The Compensation Scheme of Last Resort (CSLR) on Monday (29 September) published its submission to the Department of Treasury’s post implementation review (PIR) into the scheme.

Lodged in March 2025, the CSLR’s response to the PIR details a holistic reflection of the observations it made during the first nine months of operation and focuses on four key areas, including the ongoing effectiveness and sustainability of the scheme, providing support to the victims of financial misconduct, the challenges of the current CSLR funding structure, and addressing industry practices to enhance consumer trust in the financial services sector.

 
 

The submission also outlines a series of recommendations, informed by practical experience and strategic insight, for the minister’s consideration.

These recommendations aim to strengthen the long-term sustainability of the scheme by addressing key challenges and identifying opportunities for meaningful improvement.

One of those issues addressed was the impact of legislation on unique claimant scenarios, including the impact of awards in favour of deregistered entities and wound-up self-managed super funds.

The review stated that compensation is only ever due to the person entitled to be paid in accordance with a relevant AFCA determination, and practical difficulties arise when compensation is due to a defunct entity, such as deregistered corporate entities and corporate trustees of SMSFs or wound-up SMSFs.

“The CSLR has encountered several claims with AFCA determinations where awards have been made in favour of a corporate trustee for an SMSF. However, complications arise when the corporate trustee has been deregistered,” the review said.

“The CSLR lacks the discretion under the legislation to deviate from the terms of the AFCA determination. Under the Corporations Act, any money owed to a deregistered company in its capacity as trustee for a trust or superannuation fund vests with ASIC.

“Consequently, the scheme is obligated to transfer compensation payments to ASIC’s unclaimed monies team. The ultimate beneficiaries of the SMSF are then required to request these funds from ASIC.”

It continued that this process is notably cumbersome and lengthy for claimants, many of whom have already endured several years seeking resolution from the financial firm, followed by AFCA, and now CSLR.

“The additional step of engaging with ASIC’s unclaimed monies team further prolongs their wait for compensation. A similar issue arises in relation to claims with AFCA determinations where awards have been made in favour of a corporate entity that has since been deregistered,” it said.

It added that where claims are made with AFCA and a determination finds in favour of an SMSF with individual trustees, and that SMSF has since been wound up, this can present complications for the CSLR.
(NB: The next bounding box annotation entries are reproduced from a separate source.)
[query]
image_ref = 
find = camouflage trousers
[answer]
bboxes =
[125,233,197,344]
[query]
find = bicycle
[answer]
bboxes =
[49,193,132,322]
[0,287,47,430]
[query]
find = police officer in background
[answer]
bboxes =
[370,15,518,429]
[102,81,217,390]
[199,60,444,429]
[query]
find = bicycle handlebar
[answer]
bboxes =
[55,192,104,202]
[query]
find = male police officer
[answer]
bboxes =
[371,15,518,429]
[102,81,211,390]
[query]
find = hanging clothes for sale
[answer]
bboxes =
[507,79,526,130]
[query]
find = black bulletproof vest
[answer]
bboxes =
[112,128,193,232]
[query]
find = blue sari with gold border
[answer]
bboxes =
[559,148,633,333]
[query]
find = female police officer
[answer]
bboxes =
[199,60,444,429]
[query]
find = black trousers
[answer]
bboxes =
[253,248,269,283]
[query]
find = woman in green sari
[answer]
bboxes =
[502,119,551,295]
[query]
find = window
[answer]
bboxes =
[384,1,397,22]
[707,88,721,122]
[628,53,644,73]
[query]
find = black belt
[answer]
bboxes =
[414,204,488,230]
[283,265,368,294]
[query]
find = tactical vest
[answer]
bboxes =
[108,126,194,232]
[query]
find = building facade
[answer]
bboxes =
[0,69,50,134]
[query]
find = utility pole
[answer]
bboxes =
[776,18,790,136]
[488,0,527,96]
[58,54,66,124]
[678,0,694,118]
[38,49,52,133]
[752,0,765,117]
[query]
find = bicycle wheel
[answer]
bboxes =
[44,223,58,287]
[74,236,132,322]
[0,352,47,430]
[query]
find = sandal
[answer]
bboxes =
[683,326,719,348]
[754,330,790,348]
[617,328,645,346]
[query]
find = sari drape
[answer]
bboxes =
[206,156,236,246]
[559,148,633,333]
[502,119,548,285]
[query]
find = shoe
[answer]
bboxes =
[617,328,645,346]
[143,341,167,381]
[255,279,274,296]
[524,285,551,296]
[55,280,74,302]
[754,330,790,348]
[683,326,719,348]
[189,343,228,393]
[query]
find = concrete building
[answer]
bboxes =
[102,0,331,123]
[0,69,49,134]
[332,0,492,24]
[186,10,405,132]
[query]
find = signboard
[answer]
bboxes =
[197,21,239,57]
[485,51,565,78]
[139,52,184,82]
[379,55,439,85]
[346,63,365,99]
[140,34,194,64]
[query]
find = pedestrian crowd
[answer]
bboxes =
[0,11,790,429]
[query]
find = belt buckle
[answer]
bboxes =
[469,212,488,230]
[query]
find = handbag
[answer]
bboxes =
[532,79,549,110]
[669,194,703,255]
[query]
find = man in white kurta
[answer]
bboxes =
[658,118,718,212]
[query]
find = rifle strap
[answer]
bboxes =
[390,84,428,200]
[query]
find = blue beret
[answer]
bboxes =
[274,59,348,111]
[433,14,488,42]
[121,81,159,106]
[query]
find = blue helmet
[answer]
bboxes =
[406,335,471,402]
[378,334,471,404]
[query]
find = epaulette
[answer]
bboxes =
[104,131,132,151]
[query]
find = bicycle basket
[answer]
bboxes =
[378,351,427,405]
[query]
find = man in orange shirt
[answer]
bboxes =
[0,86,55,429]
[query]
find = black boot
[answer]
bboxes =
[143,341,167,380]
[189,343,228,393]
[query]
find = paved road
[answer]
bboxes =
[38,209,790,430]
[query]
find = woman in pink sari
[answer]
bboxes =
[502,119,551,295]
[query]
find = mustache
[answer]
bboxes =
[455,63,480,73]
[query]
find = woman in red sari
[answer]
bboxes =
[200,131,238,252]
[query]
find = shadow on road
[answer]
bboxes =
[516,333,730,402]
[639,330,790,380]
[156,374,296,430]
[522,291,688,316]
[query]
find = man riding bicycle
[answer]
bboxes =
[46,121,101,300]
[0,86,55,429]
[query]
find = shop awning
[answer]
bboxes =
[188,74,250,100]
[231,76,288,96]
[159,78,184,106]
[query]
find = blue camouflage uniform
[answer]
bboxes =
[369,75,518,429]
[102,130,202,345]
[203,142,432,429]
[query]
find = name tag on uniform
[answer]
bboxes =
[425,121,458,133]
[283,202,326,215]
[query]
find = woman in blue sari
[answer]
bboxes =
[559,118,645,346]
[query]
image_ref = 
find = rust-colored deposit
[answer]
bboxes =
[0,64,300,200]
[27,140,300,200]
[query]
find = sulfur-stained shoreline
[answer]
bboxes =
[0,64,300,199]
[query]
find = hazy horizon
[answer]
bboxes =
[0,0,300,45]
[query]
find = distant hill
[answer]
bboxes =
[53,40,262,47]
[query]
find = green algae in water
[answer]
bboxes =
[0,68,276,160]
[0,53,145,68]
“Given the passage of time between the time the AFCA determination was issued and the time a claim is made with the CSLR, it often results in claimants not being in possession of relevant documentation such as trust deeds, SMSF tax returns and other documents and results in the scheme experiencing challenges and delays identifying beneficiaries and ultimately making compensation payments,” it said.

The review said the CSLR recognises the need for a more streamlined and efficient process to alleviate the burden on claimants.

“It is recommended that consideration be given to potential adjustments and procedural improvements to expedite the resolution of claims and provide the scheme with sufficient discretion to, in appropriate circumstances, deviate from the terms of the AFCA determination, particularly concerning the direction of compensation payments,” it stated.